Tanaka Tomoko, Okabe Taijiro, Gondo Shigeki, Fukuda Mitsue, Yamamoto Masahiro, Umemura Tsukuru, Tani Kenzaburo, Nomura Masatoshi, Goto Kiminobu, Yanase Toshihiko, Nawata Hajime
Department of Medicine and Bioregulatory Science, Graduate School of Medical Science, Kyushu University, Fukuoka, Japan.
Exp Hematol. 2006 Nov;34(11):1542-52. doi: 10.1016/j.exphem.2006.06.018.
Glucocorticoid is widely used for the treatment of diseases such as hematological malignancies. Glucocorticoid sensitivity is different from person to person and the mechanism of the regulation of glucocorticoid sensitivity is not well known. Glucocorticoid resistance is a major clinical problem.

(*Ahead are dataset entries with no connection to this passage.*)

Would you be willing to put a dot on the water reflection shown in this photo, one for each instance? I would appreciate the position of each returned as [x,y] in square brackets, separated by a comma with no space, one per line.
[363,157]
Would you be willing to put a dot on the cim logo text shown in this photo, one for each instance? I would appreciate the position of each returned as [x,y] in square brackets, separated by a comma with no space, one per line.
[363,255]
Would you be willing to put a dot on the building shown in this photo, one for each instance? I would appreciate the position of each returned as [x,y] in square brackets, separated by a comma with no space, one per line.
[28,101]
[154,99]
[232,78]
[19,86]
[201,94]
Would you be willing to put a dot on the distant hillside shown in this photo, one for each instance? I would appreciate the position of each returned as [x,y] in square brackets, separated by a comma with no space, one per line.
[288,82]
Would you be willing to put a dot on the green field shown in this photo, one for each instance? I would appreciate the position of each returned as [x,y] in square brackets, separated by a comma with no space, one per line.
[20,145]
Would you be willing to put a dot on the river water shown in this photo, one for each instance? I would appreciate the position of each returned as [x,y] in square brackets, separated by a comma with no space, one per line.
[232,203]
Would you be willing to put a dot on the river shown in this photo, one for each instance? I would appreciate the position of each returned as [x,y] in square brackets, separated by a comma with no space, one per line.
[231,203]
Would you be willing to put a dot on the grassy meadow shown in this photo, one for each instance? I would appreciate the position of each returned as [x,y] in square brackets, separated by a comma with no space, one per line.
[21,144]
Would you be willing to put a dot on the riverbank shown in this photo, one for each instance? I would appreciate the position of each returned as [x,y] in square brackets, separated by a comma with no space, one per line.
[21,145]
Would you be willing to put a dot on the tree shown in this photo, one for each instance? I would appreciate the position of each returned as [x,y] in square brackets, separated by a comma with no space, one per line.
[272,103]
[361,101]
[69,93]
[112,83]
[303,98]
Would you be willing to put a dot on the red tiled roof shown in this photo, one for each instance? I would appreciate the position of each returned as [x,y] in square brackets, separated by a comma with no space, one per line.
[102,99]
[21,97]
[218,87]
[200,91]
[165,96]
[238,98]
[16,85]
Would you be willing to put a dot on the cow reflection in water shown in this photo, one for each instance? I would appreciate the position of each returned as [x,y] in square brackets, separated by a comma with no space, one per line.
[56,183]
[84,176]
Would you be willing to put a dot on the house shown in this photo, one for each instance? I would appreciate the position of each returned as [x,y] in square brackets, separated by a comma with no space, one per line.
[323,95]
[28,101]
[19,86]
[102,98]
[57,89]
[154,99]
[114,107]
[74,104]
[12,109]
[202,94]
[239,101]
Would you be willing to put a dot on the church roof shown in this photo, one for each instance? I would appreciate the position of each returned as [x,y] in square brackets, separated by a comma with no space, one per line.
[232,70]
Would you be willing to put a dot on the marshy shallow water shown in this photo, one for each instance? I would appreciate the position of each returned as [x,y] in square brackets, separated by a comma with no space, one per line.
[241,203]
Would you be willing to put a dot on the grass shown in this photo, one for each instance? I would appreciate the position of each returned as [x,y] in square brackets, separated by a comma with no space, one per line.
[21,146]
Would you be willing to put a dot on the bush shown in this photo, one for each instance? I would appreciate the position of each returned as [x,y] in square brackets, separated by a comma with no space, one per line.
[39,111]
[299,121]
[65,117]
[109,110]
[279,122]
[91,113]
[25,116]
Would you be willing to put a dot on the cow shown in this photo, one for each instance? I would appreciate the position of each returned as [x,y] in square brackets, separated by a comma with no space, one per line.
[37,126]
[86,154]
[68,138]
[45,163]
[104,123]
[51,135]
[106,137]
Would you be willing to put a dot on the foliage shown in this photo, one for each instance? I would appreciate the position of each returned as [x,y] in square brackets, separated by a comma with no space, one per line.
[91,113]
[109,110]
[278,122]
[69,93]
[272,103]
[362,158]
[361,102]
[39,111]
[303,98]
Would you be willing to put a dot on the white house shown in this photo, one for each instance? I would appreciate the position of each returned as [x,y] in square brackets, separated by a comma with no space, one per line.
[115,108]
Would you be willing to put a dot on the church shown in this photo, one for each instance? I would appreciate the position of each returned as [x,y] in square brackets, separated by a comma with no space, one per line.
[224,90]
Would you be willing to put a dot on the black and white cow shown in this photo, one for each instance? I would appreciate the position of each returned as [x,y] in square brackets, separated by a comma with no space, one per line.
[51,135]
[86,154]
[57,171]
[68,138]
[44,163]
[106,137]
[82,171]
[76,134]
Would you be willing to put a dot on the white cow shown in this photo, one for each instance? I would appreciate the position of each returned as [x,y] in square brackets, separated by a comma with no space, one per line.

Here, using glucocorticoid-induced T-cell apoptosis, a model system for the analysis of the mechanism of glucocorticoid action, we clarified that mitogen-activated protein kinases (MAPKs) modify glucocorticoid sensitivity, namely that the activation of extracellular signal-regulated protein kinase (ERK) and p38 MAP kinase reduce and enhance glucocorticoid sensitivity, respectively.
These findings might provide new tools for overcoming glucocorticoid-resistance.
糖皮质激素广泛用于治疗血液系统恶性肿瘤等疾病。糖皮质激素敏感性因人而异,其敏感性调节机制尚不明确。糖皮质激素抵抗是一个主要的临床问题。
在此,我们利用糖皮质激素诱导的T细胞凋亡这一用于分析糖皮质激素作用机制的模型系统,阐明了丝裂原活化蛋白激酶(MAPKs)可调节糖皮质激素敏感性,即细胞外信号调节蛋白激酶(ERK)的激活降低糖皮质激素敏感性,而p38 MAP激酶的激活则增强糖皮质激素敏感性。
这些发现可能为克服糖皮质激素抵抗提供新的手段。